Sous Chef
WOODBRIDGE
Friday, 08 May 2026
The Sous Chef is a pivotal role within our kitchen, assisting the Dining Director in managing all aspects of food production and kitchen operations. This role involves overseeing the preparation and presentation of high-quality dishes, supervising and training kitchen staff, and ensuring that all culinary operations run smoothly and efficiently. The ideal candidate will have a passion for culinary excellence, strong leadership skills, and the ability to thrive in a dynamic, fast-paced environment. Key Responsibilities: Culinary Excellence: Prepare and oversee the preparation of high-quality, innovative dishes that adhere to cost-effective practices and corporate guidelines. Collaborate with the Executive Chef to develop and update menus based on seasonal ingredients, market trends, and customer feedback. Operational Support: Assist the Executive Chef in planning and executing daily kitchen operations. Assist in all aspects of kitchen management including planning, ordering, inventory control, and food preparation. Cost Management: Contribute to the development and implementation of cost control measures, monitoring expenditures to align with budgetary constraints. Team Supervision: Conduct regular inspections to ensure kitchen cleanliness, organization, and meets sanitation standards while supervising and guiding kitchen staff. Employee Development: Inspire, train, and mentor back-of-house employees to enhance performance and achieve operational objectives. Additional Duties: Perform other related responsibilities as assigned to support the culinary team and operational goals. Qualifications: Education: Bachelor’s Degree in Culinary Arts, Food Service Technology/ Management, or a related field; or Associate’s Degree in Culinary Arts with advanced specialized training.
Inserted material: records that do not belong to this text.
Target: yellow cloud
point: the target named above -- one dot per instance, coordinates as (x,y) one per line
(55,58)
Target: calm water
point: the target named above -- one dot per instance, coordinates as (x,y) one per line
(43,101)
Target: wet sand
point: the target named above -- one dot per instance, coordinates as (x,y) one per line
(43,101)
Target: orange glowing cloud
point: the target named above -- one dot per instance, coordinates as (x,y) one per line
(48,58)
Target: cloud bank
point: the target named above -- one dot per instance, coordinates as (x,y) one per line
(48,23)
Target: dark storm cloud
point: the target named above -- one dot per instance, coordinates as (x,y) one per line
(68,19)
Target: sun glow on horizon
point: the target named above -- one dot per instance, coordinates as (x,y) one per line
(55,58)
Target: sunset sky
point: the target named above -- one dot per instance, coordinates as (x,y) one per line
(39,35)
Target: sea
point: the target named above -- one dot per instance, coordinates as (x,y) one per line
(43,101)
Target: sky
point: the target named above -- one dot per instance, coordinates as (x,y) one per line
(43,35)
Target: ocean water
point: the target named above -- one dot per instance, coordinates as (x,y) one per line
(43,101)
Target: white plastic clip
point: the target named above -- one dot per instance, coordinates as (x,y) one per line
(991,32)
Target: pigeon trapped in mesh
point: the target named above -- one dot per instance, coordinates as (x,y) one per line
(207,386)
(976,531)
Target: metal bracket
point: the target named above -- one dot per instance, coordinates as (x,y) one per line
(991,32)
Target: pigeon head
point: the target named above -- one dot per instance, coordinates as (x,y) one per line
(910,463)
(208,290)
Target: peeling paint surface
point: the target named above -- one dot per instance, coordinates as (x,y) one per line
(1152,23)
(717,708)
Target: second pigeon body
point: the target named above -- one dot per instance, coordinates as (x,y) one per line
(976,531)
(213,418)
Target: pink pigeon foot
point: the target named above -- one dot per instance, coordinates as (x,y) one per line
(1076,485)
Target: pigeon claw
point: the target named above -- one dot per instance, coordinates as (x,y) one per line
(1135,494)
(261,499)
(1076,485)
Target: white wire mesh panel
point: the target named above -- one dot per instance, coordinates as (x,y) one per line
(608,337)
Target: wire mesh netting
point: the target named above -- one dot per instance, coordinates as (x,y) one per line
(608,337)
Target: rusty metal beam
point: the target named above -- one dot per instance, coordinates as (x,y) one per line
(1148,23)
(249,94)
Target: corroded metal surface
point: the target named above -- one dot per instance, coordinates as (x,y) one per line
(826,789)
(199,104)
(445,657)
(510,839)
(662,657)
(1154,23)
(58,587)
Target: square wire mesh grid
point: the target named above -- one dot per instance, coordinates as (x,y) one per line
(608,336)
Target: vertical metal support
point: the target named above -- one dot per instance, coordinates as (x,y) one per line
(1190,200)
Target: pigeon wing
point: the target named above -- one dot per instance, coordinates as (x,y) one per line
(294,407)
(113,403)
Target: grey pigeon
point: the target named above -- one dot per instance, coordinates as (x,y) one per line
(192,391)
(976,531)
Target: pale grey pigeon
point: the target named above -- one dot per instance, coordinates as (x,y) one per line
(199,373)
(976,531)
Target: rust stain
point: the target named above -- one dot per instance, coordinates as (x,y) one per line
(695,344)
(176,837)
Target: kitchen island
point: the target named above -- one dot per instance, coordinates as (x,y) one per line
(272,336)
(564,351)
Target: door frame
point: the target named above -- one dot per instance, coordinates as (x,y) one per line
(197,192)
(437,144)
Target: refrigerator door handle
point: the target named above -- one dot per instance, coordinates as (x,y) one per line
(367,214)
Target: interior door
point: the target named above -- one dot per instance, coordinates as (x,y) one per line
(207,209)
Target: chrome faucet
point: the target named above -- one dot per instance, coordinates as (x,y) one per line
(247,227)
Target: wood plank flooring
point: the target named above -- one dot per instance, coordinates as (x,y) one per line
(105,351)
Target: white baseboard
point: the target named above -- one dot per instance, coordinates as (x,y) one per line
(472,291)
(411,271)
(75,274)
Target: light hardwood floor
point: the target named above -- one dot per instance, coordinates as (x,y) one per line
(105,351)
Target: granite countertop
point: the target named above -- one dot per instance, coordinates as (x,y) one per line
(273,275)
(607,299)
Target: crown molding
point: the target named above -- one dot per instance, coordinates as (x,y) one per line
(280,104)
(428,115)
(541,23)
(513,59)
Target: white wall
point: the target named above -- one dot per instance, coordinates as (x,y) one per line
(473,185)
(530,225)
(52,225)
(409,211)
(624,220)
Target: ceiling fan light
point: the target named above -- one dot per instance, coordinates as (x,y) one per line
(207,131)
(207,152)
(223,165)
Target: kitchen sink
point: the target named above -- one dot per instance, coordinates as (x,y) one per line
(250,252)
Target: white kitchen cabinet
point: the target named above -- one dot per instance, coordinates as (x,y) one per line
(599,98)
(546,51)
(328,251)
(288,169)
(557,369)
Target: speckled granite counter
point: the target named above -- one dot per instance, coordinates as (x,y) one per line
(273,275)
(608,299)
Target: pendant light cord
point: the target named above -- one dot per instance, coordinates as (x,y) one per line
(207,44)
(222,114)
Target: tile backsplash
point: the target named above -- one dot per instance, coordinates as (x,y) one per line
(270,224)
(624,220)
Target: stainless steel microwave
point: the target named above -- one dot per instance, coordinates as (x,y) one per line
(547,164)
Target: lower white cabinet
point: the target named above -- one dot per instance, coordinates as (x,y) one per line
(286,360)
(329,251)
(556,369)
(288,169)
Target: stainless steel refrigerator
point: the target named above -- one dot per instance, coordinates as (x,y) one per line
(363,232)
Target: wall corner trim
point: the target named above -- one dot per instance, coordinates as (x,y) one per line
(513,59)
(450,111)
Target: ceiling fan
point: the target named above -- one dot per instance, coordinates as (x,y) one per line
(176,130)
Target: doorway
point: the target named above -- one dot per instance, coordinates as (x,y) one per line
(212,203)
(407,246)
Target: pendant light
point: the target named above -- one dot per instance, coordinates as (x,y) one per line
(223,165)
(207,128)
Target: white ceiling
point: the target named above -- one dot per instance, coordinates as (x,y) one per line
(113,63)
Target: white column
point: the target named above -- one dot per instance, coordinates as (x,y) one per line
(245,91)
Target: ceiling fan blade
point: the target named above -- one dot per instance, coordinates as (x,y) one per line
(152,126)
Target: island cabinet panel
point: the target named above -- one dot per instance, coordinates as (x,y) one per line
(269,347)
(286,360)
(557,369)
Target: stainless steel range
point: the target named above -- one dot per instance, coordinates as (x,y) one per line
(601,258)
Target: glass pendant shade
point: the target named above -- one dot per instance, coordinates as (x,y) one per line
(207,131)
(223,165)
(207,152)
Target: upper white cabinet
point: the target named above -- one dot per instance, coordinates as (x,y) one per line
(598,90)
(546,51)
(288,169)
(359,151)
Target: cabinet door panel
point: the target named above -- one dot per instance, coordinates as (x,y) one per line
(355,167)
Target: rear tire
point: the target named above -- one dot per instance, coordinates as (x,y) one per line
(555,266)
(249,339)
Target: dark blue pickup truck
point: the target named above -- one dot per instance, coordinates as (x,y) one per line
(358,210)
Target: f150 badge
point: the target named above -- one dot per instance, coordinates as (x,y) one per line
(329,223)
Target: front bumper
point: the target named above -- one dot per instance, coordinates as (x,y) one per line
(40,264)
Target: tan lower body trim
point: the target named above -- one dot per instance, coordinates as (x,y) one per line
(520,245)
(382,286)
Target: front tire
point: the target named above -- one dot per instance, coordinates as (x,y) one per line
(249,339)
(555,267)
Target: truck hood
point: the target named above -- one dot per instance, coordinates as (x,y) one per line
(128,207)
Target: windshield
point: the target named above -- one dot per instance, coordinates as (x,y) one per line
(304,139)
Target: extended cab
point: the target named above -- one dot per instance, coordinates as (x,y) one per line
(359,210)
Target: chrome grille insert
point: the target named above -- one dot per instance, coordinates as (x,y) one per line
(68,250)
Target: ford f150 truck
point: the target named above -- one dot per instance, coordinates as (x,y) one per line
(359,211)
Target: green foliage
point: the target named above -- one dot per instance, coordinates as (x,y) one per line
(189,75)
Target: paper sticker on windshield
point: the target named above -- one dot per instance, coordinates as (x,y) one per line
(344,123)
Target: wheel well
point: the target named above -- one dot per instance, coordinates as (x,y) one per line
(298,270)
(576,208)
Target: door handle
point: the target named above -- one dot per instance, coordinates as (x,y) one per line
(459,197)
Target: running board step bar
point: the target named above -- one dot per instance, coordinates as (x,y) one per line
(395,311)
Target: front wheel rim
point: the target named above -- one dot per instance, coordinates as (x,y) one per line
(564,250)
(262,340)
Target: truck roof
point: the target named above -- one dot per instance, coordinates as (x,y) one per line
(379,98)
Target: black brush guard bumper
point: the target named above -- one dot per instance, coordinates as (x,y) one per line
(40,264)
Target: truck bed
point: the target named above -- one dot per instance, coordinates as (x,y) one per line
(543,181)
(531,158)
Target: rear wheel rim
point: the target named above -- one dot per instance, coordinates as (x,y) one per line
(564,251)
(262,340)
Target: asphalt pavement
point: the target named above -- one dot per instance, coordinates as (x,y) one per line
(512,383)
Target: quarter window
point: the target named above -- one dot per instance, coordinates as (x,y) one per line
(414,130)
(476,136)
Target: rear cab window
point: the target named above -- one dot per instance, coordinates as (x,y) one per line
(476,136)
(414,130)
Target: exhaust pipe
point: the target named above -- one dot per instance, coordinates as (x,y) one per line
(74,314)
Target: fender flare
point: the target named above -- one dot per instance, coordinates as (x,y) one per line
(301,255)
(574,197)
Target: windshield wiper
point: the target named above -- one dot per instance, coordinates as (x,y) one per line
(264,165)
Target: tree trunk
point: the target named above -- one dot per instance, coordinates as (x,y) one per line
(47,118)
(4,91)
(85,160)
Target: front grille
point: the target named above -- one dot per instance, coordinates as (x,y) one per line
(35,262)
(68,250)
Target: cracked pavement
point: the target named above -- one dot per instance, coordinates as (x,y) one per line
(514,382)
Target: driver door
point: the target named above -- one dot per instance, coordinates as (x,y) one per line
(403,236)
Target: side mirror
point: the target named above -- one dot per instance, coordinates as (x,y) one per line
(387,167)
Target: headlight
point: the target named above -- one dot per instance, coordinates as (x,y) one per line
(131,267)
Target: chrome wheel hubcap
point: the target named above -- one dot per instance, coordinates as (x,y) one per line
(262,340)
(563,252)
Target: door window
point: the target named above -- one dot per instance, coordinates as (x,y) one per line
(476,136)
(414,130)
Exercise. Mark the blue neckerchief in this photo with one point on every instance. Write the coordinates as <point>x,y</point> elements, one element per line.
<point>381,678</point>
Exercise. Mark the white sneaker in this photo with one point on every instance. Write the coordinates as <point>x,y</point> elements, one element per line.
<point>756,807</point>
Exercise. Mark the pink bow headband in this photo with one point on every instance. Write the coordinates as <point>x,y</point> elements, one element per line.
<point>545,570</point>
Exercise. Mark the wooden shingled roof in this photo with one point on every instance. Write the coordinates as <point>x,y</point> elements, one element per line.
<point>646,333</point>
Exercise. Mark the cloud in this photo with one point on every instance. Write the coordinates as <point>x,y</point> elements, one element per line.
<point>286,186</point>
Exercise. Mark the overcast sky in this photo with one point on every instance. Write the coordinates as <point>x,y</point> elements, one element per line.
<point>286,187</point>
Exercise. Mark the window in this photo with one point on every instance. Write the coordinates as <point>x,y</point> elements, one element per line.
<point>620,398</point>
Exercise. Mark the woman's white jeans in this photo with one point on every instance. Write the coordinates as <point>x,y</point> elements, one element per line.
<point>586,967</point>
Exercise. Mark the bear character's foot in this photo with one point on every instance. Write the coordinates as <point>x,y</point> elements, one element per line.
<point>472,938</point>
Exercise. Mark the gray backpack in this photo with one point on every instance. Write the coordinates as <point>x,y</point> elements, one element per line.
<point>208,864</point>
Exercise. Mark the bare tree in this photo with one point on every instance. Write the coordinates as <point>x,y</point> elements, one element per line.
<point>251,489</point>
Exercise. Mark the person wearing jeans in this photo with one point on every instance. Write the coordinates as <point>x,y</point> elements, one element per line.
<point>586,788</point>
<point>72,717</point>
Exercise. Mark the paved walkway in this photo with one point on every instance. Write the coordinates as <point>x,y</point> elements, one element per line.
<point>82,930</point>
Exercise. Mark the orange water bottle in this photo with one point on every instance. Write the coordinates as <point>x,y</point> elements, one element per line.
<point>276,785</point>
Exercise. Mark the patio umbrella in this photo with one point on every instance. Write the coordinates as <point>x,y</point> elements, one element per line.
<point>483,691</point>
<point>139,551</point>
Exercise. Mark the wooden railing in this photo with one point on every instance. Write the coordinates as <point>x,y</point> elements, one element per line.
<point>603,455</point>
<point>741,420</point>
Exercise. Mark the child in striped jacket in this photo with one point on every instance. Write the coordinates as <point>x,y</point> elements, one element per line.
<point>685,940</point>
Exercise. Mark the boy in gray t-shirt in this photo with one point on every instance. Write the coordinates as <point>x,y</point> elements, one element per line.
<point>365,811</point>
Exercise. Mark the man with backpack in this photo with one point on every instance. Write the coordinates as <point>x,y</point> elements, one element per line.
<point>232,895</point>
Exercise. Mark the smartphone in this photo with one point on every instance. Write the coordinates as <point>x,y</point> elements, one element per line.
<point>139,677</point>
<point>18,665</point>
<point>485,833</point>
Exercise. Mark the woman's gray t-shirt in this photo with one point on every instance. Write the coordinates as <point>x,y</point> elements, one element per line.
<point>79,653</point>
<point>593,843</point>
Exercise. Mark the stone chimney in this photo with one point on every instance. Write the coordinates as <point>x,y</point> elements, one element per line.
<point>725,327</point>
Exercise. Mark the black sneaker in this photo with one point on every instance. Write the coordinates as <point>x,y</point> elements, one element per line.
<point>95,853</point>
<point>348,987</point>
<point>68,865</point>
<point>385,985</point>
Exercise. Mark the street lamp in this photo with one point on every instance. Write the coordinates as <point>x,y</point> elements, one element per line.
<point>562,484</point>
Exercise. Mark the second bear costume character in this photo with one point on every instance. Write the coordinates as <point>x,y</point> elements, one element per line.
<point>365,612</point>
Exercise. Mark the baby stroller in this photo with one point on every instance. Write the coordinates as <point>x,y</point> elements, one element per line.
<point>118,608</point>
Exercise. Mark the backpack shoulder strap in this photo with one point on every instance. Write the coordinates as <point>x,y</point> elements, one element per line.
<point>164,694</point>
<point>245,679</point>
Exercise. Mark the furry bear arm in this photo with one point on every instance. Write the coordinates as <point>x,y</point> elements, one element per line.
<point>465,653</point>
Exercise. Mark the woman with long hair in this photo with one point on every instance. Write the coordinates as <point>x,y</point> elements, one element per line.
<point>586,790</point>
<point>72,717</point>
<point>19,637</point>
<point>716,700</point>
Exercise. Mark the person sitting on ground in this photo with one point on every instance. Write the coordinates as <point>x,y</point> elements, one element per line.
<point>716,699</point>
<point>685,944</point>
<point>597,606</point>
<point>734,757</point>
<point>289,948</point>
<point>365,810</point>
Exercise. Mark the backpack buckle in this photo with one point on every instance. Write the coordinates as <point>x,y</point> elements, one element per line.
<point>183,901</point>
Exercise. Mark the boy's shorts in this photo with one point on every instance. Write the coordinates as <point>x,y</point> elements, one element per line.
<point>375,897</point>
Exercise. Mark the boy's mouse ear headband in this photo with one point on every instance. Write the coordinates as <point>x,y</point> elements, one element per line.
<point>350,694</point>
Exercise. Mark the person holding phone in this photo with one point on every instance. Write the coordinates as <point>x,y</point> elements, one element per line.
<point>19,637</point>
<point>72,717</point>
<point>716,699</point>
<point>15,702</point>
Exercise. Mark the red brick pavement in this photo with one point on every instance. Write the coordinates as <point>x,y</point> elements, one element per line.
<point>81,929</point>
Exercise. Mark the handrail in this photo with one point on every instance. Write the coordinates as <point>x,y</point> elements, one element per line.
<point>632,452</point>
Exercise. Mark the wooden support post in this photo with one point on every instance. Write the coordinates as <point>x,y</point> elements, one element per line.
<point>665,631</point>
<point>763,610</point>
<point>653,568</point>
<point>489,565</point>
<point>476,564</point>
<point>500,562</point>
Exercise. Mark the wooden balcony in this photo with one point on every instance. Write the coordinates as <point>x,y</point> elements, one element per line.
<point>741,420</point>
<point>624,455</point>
Experience: 3-5 years of progressive culinary experience with a proven track record in various kitchen positions and stations. Skills: Demonstrated ability to think quickly, adapt, and create exceptional dishes under pressure. Proficient in food cost management, product quality assessment, and kitchen operations. Technical Proficiency: Competent in using Microsoft Office Suite (Word, Excel, PowerPoint), Outlook, and Internet applications. Communication: Excellent interpersonal, customer service, and written/verbal communication skills.